= Outdooring =

Ghanaian naming ceremony

In Ghana, an Outdooring (Ga: kpojiemɔ; abadinto, Ewe language “vihehedego”) is the traditional naming ceremony for infants. Traditionally this ceremony occurs eight days after the child is born where parents bring their newborn "outdoors" and give the child a name. Cultural beliefs dictated that after eight days, the infant was likely to survive and could be provided a name. In addition to the day name, Ghanaians frequently give children a name of an elder relative, either living or deceased. During the Outdooring, male infants would be circumcised and female infants would have their ears pierced.
Currently in Ghana, many of these practices including naming, circumcision, and ear piercing are done after birth within the hospital, and the Outdooring serves as a symbolic ceremony and celebration of birth.

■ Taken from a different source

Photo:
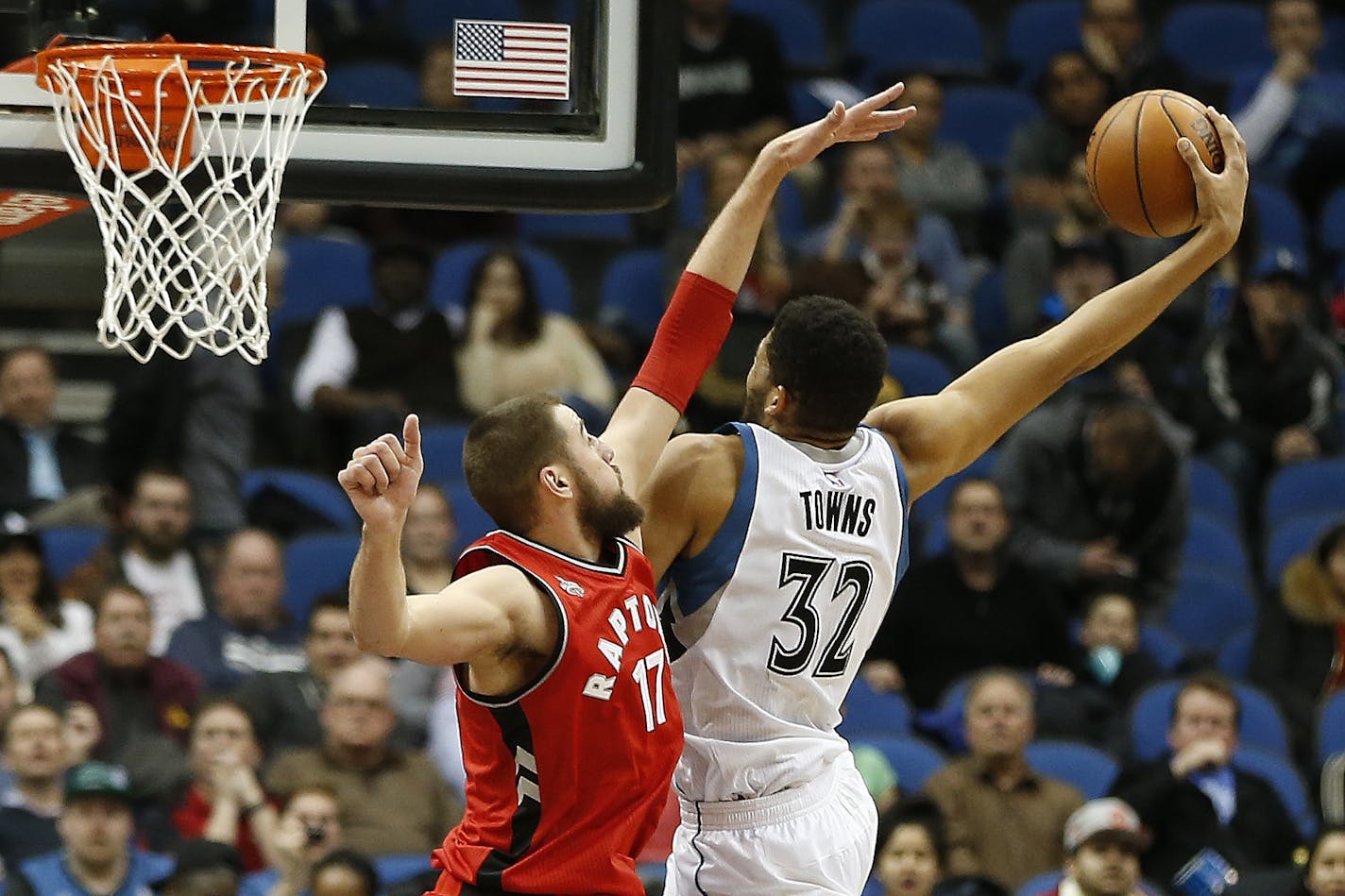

Although most there are slight variations among the tribal Outdooring ceremonies, the practice's are mostly similar and focused on welcoming the baby. Among the Akan, babies would be raised toward the sky three times as an introduction to the gods and earth. The Ewes thank God, giver of life called Mawu Sogbolisa for the new gift of life. Among the Gas and Ewes, the elder drops water first, then a dips their finger into alcohol and places the finger on the child's tongues to symbolically let them know water represents good and alcohol represents evil. Libations are also poured as protection over the child. The Ewes also thank the ancestors for the new baby and ask for protection for the baby.

After being given a name, friends and family provide gifts to the baby which is then followed by a feast. Outdoorings are now very syncretic as Ghana's population has adopted Christianity or Islam. Christian Ghanaians will often give their children both local or English names with names, while in Muslim communities a mallam suggests several names for the parents to choose from.